[ 
https://issues.apache.org/jira/browse/HTTPCLIENT-1048?page=com.atlassian.jira.plugin.system.issuetabpanels:comment-tabpanel&focusedCommentId=12988429#action_12988429
 ] 

Oleg Kalnichevski commented on HTTPCLIENT-1048:
-----------------------------------------------

>> "POST /ExpectTest/j_security_check HTTP/1.1[EOL]"

>> "Content-Length: 35[EOL]"

>> "Content-Type: application/x-www-form-urlencoded; charset=ISO-8859-1[EOL]"

>> "Host: localhost:8080[EOL]"

>> "Connection: Keep-Alive[EOL]"

>> "User-Agent: Apache-HttpClient/4.0.3 (java 1.5)[EOL]"

>> "Expect: 100-Continue[EOL]"

>> "Cookie: JSESSIONID=F1A440D77108B972C472B368A7695FA5[EOL]"

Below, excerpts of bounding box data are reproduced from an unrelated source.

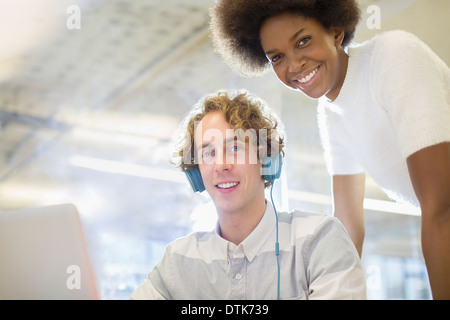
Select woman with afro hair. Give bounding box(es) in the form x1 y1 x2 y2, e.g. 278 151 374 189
210 0 450 299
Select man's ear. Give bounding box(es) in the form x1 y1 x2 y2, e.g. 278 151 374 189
330 27 345 47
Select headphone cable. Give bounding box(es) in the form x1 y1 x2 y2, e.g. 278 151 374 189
270 181 280 300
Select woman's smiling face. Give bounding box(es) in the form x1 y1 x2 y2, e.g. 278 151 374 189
259 13 348 100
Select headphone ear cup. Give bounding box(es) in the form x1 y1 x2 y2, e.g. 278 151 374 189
184 166 205 192
262 154 283 181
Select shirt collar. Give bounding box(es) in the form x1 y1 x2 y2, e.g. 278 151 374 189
215 200 276 262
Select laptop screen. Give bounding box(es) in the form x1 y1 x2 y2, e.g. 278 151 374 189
0 204 99 300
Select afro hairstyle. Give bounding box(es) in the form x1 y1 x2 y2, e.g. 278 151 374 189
209 0 361 77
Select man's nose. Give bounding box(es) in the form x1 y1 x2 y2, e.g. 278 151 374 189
214 151 234 172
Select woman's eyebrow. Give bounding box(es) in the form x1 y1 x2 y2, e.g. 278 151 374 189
289 28 305 42
265 28 305 56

>> "Cookie2: $Version=1[EOL]"

>> "[EOL]"

>> "j_username=tomcat&j_password=tomcat"

<< "HTTP/1.1 302 Moved Temporarily[EOL]"

<< "Server: Apache-Coyote/1.1[EOL]"

<< "Location: http://localhost:8080/ExpectTest/[EOL]";

<< "Content-Length: 0[EOL]"

<< "Date: Sat, 29 Jan 2011 10:03:17 GMT[EOL]"

<< "[EOL]"

As you can see from this snippet, both the agent and the origin server use 
HTTP/1.1 protocol versions, and therefore both are expected to comply with the 
requirements of section 8.2.3 'Use of the 100 (Continue) Status', RFC 2616

---
   Requirements for HTTP/1.1 origin servers:

      - Upon receiving a request which includes an Expect request-header
        field with the "100-continue" expectation, an origin server MUST
        either respond with 100 (Continue) status and continue to read
        from the input stream, or respond with a final status code. The
        origin server MUST NOT wait for the request body before sending
        the 100 (Continue) response.
---

As far as I can tell the origin server fails to comply with this requirement. 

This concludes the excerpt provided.